/katu

Primary LanguageCGNU Lesser General Public License v3.0LGPL-3.0

Katu

Introduction

Katu is a library aimed to simulate the interaction of particles in plasma. It currently traces protons, neutrons, leptons, pions and neutrinos.

Installation

Katu requires gsl with cblas support and pthreads as dependencies and cmake as a make dependency.

Building the code is very simple and just requires creating a new directory:

mkdir build

configuring using cmake:

cd build && cmake ..

and making:

make

This will compile a static library in the folder src, five examples in the folder examples and a util in the tables folder.

Usage

Katu is mainly intended to be used as a library, but the examples can be used right away to produce results. In other cases, you can use them as simple templates from where to write your own programs.

Katu produces a lot of look-up tables (LUTs) and, even if I have tryed hard to optimize its creation, in some cases this has been impossible. So, the first step to launch any of the examples, or any program that relies on Katu is to create the Bethe-Heitler LUT. For that, you can use the program that should have been compiled in the tables folder.

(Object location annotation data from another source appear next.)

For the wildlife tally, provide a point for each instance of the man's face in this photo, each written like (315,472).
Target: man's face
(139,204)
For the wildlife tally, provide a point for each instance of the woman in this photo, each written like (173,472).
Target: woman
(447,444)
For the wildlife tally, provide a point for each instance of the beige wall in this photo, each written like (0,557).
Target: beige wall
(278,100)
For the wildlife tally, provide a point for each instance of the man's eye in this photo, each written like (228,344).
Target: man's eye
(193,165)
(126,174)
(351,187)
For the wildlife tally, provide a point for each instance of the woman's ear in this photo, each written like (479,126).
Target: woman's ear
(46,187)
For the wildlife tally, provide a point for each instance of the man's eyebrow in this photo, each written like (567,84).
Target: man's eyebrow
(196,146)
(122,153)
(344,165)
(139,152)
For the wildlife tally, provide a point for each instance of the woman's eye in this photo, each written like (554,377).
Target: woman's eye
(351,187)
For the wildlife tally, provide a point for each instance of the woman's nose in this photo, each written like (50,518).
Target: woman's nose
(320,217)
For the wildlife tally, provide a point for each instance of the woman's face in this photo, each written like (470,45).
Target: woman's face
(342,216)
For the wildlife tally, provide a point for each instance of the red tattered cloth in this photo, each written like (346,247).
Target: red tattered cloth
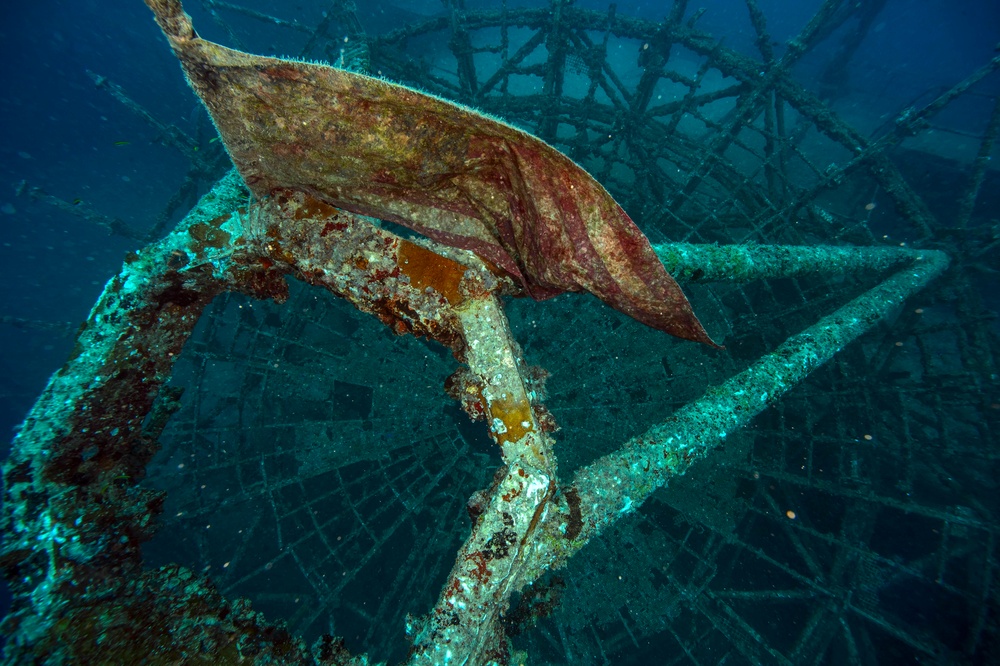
(456,176)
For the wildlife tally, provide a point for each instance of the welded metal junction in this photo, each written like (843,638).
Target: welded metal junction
(76,512)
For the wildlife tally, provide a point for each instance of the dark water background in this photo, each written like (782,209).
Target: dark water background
(59,132)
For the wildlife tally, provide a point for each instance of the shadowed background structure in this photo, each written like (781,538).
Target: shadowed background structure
(315,465)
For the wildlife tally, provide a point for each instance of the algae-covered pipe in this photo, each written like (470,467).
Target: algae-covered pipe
(688,262)
(619,482)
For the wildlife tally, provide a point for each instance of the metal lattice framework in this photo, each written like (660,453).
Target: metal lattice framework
(314,466)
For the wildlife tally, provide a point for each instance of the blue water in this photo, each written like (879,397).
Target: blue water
(61,133)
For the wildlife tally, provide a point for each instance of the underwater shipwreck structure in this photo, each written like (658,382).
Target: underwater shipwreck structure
(234,466)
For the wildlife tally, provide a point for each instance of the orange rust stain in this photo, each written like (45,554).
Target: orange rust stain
(514,415)
(429,269)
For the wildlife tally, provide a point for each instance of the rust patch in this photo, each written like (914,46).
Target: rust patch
(513,414)
(429,269)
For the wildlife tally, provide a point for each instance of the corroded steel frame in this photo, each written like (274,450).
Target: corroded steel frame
(76,513)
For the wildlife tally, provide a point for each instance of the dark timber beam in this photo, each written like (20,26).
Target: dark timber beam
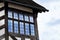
(2,17)
(13,37)
(3,36)
(1,8)
(1,27)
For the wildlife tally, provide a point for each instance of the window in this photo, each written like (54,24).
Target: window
(27,38)
(20,16)
(18,38)
(27,28)
(10,28)
(32,29)
(15,15)
(25,22)
(26,18)
(9,14)
(31,19)
(21,28)
(15,26)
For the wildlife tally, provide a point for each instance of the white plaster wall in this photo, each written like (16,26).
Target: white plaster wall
(2,22)
(1,5)
(2,13)
(20,7)
(2,31)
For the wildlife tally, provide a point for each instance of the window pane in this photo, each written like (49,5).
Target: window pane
(10,28)
(15,26)
(27,38)
(20,16)
(27,28)
(9,14)
(26,18)
(32,29)
(21,28)
(31,19)
(15,15)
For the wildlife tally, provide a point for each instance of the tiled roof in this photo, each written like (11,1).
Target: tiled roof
(29,3)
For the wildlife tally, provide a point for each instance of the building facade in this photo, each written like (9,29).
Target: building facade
(18,19)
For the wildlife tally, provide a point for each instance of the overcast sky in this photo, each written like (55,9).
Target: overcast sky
(49,22)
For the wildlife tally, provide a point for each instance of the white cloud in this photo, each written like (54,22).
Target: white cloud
(46,31)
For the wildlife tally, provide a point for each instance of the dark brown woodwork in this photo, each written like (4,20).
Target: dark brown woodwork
(1,27)
(6,21)
(3,36)
(2,8)
(13,37)
(2,17)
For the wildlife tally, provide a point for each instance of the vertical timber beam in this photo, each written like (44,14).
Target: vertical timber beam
(35,13)
(6,21)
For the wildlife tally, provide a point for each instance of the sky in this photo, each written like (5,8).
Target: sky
(49,22)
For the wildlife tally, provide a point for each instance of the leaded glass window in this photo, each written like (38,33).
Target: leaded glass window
(20,16)
(10,24)
(27,28)
(16,26)
(15,15)
(10,14)
(32,29)
(25,22)
(21,28)
(26,18)
(31,18)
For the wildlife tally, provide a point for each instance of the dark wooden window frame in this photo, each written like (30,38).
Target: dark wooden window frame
(26,13)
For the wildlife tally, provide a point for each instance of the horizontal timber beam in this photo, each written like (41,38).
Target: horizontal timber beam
(1,27)
(13,37)
(1,8)
(3,17)
(3,36)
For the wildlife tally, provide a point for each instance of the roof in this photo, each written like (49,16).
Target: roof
(29,3)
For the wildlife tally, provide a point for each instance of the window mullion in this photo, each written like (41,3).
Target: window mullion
(13,20)
(18,24)
(24,25)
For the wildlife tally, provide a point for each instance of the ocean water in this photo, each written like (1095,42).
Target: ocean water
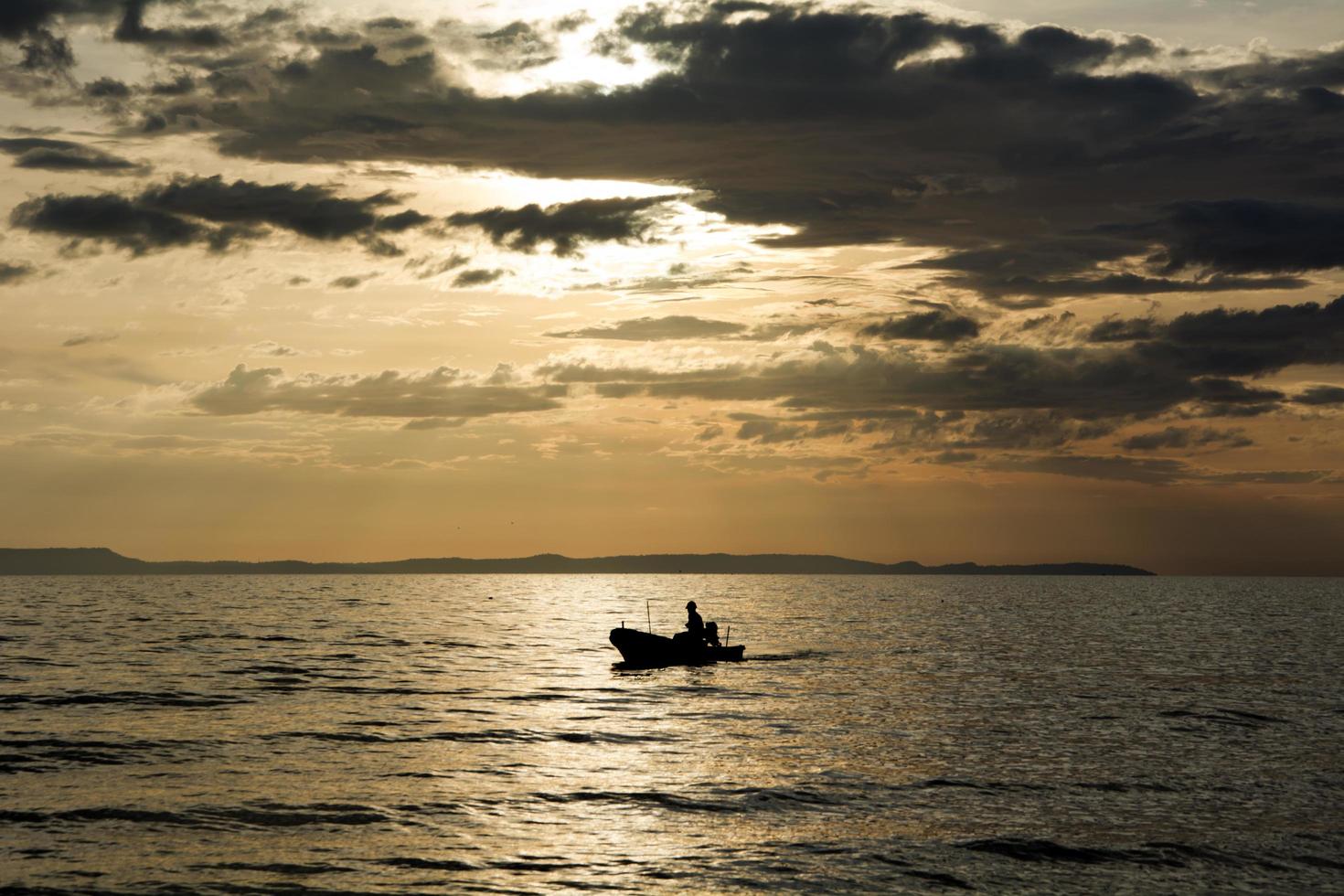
(469,733)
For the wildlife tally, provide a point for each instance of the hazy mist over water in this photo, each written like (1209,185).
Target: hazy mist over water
(408,733)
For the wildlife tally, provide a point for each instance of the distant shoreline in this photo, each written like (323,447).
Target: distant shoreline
(106,561)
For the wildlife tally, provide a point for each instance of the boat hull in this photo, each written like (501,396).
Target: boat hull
(651,650)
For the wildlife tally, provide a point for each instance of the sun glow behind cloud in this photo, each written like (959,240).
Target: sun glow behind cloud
(717,272)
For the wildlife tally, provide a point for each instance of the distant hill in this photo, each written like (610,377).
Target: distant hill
(106,561)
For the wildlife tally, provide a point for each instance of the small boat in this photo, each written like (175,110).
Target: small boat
(645,650)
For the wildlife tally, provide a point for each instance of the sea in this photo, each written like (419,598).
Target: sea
(420,733)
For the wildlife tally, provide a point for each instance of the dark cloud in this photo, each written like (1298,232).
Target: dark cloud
(477,277)
(1244,237)
(646,329)
(88,338)
(844,125)
(211,211)
(63,155)
(1061,394)
(1117,329)
(12,272)
(1241,343)
(515,48)
(443,392)
(132,28)
(1184,437)
(108,218)
(941,324)
(106,89)
(1147,470)
(1320,395)
(566,226)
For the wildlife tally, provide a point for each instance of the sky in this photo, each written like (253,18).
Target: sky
(1009,283)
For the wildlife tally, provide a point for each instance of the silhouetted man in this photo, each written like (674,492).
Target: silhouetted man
(694,624)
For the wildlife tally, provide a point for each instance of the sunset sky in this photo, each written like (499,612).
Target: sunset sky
(1011,283)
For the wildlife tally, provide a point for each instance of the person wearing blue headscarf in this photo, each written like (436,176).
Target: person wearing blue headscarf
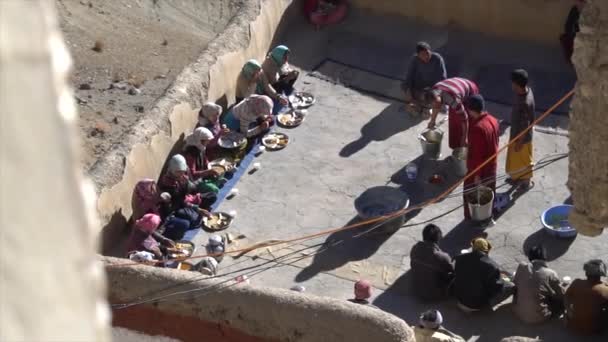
(278,71)
(252,80)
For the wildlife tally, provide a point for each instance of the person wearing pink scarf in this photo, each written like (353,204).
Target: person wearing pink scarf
(144,236)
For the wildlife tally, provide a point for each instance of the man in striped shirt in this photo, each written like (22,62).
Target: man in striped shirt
(452,92)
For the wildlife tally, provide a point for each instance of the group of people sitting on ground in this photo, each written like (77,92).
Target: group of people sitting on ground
(478,283)
(470,127)
(163,212)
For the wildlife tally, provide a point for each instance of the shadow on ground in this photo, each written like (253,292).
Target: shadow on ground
(390,121)
(556,247)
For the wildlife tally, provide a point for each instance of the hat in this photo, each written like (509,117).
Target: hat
(595,268)
(475,103)
(422,46)
(431,319)
(363,289)
(519,77)
(481,245)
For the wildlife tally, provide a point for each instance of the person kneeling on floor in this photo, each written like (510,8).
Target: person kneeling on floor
(479,283)
(539,295)
(432,268)
(363,292)
(252,116)
(429,329)
(587,300)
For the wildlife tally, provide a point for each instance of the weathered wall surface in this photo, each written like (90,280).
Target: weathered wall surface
(535,20)
(588,174)
(270,314)
(51,283)
(143,153)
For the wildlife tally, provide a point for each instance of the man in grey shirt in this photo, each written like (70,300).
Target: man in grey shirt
(520,153)
(425,70)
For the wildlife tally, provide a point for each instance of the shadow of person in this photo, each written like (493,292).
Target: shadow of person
(383,126)
(556,247)
(343,247)
(422,189)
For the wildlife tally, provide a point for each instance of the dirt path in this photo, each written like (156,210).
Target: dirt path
(126,53)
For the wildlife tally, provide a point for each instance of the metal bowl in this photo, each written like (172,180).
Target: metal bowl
(275,141)
(302,100)
(232,140)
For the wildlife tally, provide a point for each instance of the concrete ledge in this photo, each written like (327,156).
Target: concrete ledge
(267,313)
(515,19)
(213,76)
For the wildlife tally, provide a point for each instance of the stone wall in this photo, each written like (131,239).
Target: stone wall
(540,21)
(212,77)
(51,283)
(588,174)
(224,312)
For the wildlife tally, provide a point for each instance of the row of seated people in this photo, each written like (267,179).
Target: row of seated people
(478,283)
(163,212)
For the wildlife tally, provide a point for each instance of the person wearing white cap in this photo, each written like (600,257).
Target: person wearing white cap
(206,180)
(429,329)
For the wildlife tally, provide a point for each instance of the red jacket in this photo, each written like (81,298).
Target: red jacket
(483,143)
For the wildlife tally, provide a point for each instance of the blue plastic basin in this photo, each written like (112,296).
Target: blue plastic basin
(555,221)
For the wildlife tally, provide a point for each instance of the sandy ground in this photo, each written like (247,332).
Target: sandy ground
(124,47)
(352,141)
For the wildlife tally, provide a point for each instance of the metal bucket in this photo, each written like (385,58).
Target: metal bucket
(430,140)
(481,211)
(459,157)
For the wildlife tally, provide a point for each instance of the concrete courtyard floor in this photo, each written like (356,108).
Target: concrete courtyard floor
(352,141)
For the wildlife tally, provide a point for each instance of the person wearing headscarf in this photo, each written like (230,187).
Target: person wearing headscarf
(587,300)
(144,236)
(479,282)
(145,198)
(520,160)
(363,292)
(426,68)
(209,117)
(483,138)
(278,71)
(539,294)
(184,192)
(431,268)
(453,93)
(252,116)
(252,80)
(429,329)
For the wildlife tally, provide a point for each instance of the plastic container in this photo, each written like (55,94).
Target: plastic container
(411,171)
(430,141)
(555,221)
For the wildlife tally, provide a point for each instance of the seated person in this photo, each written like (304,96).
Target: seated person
(587,300)
(252,80)
(363,292)
(209,117)
(429,329)
(278,71)
(325,12)
(195,153)
(478,283)
(432,269)
(252,116)
(145,199)
(539,295)
(185,192)
(144,236)
(426,69)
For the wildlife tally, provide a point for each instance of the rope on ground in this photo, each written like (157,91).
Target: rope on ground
(388,216)
(255,270)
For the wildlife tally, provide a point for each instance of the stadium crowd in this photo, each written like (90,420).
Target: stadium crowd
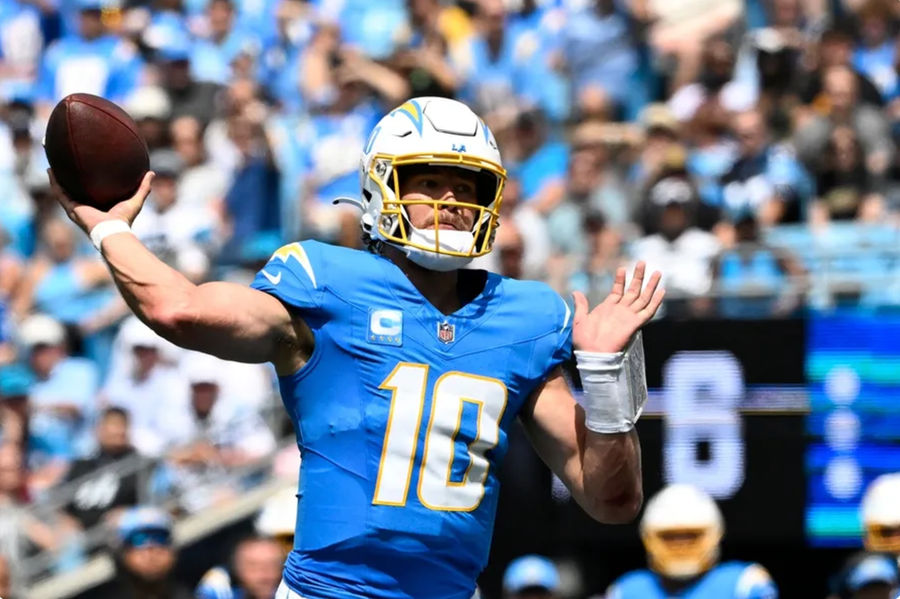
(745,149)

Before launching any of the examples, you have to make sure that the table that the generate_table_BH_ka program has created is called BH_KA_table.tab and is situated in a folder called tables in the same directory as the executable. Likewise, the file default.toml must be in the same directory. Like this:

 .
 |- executable
 |- default.toml
 |
 |-tables
 |   |
 |   |- BH_KA_table.tab

Launch any of the examples by passing default.toml (Or any other kind of configuration file, to be explained later) as first argument.

example_simple will simply simulate the blob until steady state and output the photon population at the end. example_data will also create a folder called data where it will dump information about every particle species every 10 steps. example_graphics will also use gnuplot to plot the resulting particle species every two steps. example_wrapper is a program ready to be used with the wrappers provided.

example_spheres is a bit different as it requires two configuration files to represent concentric spheres. This example will simulate two blobs, one inside the other and will output the photon population of the outer one at the end

Configuration

Configuring Katu is done with the Toml language. An example configuration can be found in the default.toml file. For the sake of completeness, an explanation of all the options is given here.

The [general] table refers to general options for the simulation and the plasma. For now, this table comprises both physical and numerical keys, although that might change in the future. The possible keys are:

  • density: The density of the background plasma
  • magnetic_field: The magnitude of the background magnetic field
  • eta: The ratio of protons to electrons in the background plasma
  • cfe_ratio: The ratio of charged to free escape
  • t_acc: The acceleration timescale
  • dt: The initial value of the time step
  • dt_max: The maximum value of the time step
  • t_max: The maximum simulation time
  • tol: The requested tolerance for the steady state

The [volume] table refers to options refered to the shape of the simulation volume.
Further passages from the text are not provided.